Of course, what would he do? There was nothing else for him. As much as he enjoyed the prospect of living out the rest of his youth, his middle age and his old age in sloth, he knew that he would have to remain occupied. And that would not be with personal friendships, or by helping out the community, or bettering himself.

''Fuck 'em." he said out loud. Although regarding who, he did not know.

The third beer he poured into a glass, and modified it into a boilermaker.

He considered calling Lillibet. But he knew that she'd tell him what he eventually needed to do. And that was call his sister.

Fortunately, the Chinese food was delivered shortly. He purposefully bought a house near several delivery locations for speedy receipt of unhealthful food.

George retreated to his study and ate his food while he watched a mindless television show about men from different countries who made robots out of junk and battled each other with them. He made sarcastic comments out loud and drank a few more beers.

The room blurred a bit and George welcomed the prospect of sleep, but every few minutes a 'ping' or 'bang' would emit from the television show, and George would return to full consciousness.

Who said that he still had writer's block? He hadn't tried in some time. He simply assumed it was still there. Just as he had become accustomed to pumping out volumes of literature, he had become accustomed to not being able to. Maybe it was all a fluke.

Without cleaning up his food, or turning off the television, George walked to his study and began writing on his ridiculously expensive computer (he only used it for email and for writing, yet he demanded top-of-the-line, full of gizmos and whizbangs he never used.)

Words flowed from George's fingers. He typed and typed and raced. It was like he wasn't even thinking. He wrote for two hours straight and when he was done, he sat back and lit a cigarette.

There. See? This was all a stupid, stupid fluke.

George, proud of himself, scrolled to the top of the screen. Words came to him so easily that he very frequently didn't even remember or think about what he was producing.

It seemed familiar, this story. Something about it…

George realized that, word for word, he had replicated the first six chapters of his third novel, You're an Ape.

Some might say that it was a start, from not being able to produce anything at all. Some might say it was irony (in that not-quite-ironic Alanis Morrisette way.) George saw it as a reason to carry his computer to his top floor and drop it out the window.

George hated himself.

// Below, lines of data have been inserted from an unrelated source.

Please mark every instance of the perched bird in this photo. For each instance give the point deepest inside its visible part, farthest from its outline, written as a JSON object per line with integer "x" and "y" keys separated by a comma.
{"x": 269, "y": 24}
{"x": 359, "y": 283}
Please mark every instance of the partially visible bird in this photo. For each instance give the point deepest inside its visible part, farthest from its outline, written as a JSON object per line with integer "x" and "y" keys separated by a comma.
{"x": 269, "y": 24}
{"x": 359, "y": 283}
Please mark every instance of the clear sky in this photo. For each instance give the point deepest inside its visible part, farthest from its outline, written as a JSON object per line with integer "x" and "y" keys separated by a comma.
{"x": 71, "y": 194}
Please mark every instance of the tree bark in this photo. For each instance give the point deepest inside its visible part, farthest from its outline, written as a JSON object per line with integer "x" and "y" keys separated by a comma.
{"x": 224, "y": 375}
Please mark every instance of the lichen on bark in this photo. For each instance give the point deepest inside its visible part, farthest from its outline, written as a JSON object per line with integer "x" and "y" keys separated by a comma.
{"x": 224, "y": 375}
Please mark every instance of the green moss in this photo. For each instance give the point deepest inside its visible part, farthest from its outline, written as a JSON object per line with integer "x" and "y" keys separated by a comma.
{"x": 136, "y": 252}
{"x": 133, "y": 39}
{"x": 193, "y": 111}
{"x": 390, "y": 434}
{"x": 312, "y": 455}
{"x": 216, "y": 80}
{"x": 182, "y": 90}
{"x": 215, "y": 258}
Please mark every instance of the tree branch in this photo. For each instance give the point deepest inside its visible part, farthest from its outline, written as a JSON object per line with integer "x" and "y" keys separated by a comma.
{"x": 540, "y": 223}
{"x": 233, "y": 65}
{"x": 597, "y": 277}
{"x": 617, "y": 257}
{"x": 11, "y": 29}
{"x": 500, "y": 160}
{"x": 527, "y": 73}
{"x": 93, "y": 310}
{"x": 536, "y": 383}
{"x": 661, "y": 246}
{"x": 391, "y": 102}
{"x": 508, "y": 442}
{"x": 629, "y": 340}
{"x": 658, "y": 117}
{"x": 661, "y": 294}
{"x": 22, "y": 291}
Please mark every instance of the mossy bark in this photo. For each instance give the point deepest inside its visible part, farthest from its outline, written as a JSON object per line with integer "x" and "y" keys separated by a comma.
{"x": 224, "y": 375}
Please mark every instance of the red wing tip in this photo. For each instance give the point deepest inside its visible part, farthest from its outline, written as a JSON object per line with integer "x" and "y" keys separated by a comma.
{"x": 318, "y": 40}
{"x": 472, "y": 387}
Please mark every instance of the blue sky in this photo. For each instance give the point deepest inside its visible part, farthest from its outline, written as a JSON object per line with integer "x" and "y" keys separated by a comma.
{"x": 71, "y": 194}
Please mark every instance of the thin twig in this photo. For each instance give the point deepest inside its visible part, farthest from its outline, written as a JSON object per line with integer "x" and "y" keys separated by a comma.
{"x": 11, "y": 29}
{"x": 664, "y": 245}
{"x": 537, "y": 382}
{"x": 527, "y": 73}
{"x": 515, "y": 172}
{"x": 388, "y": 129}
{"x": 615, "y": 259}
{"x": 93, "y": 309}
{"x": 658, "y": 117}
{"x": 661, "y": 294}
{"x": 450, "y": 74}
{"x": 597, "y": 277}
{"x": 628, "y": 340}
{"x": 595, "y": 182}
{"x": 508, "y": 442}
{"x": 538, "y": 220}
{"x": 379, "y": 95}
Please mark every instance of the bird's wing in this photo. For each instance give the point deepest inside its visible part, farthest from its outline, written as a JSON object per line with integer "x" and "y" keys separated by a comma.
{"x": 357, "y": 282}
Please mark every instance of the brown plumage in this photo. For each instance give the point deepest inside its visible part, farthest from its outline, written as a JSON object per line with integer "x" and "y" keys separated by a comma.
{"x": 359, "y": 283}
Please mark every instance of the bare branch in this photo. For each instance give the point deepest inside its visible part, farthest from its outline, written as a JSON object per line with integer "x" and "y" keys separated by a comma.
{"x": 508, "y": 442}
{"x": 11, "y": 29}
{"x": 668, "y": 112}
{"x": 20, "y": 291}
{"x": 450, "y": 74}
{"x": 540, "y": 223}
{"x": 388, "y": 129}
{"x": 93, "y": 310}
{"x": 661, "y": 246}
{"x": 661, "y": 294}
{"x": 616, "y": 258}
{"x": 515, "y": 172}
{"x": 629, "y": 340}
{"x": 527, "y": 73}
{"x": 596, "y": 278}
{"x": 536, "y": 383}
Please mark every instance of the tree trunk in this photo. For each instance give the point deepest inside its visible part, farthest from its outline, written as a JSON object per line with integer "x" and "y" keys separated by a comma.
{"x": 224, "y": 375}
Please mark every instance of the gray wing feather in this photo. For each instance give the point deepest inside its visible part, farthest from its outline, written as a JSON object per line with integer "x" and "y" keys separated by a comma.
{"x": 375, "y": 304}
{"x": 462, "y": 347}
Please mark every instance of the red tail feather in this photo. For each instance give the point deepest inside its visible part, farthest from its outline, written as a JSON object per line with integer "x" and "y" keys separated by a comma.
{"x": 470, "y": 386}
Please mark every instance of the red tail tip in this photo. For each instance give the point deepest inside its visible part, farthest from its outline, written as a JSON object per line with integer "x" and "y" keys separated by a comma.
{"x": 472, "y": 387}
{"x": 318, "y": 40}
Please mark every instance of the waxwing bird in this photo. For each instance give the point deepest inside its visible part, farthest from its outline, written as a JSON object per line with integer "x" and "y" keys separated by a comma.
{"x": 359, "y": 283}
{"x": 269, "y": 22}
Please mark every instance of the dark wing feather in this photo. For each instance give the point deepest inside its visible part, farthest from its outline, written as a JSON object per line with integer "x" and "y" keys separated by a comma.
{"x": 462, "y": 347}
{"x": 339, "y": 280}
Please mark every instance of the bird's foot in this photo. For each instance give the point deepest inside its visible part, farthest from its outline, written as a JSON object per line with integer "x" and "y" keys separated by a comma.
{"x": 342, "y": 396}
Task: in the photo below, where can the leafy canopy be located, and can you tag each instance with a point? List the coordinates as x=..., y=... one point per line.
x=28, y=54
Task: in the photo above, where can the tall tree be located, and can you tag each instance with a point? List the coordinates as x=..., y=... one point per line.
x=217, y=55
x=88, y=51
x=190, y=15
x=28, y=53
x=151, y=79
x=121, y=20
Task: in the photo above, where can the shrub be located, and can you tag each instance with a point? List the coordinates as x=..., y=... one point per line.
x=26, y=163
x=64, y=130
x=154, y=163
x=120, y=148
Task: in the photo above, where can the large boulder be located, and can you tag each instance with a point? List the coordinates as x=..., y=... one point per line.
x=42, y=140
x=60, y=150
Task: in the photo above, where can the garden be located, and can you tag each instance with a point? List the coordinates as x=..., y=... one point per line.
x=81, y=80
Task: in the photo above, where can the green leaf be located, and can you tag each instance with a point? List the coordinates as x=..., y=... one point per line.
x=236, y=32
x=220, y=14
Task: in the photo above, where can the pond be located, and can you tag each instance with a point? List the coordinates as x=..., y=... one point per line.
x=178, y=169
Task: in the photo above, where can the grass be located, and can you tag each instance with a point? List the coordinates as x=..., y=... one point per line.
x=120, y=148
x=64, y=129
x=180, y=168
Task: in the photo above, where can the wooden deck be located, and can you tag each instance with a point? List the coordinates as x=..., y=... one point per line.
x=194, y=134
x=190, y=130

No, wait, that wasn't exactly true. George never truly loathed himself, even though he was an obviously prime candidate for self-loathing. He loathed everybody else instead.

But he knew what he had to do. Other than find what was wrong, make peace with these other poseurs pretending to write, and find out who was sending him those stupid anonymous letters.

He had to call Meredith.

He decided to call his brother instead.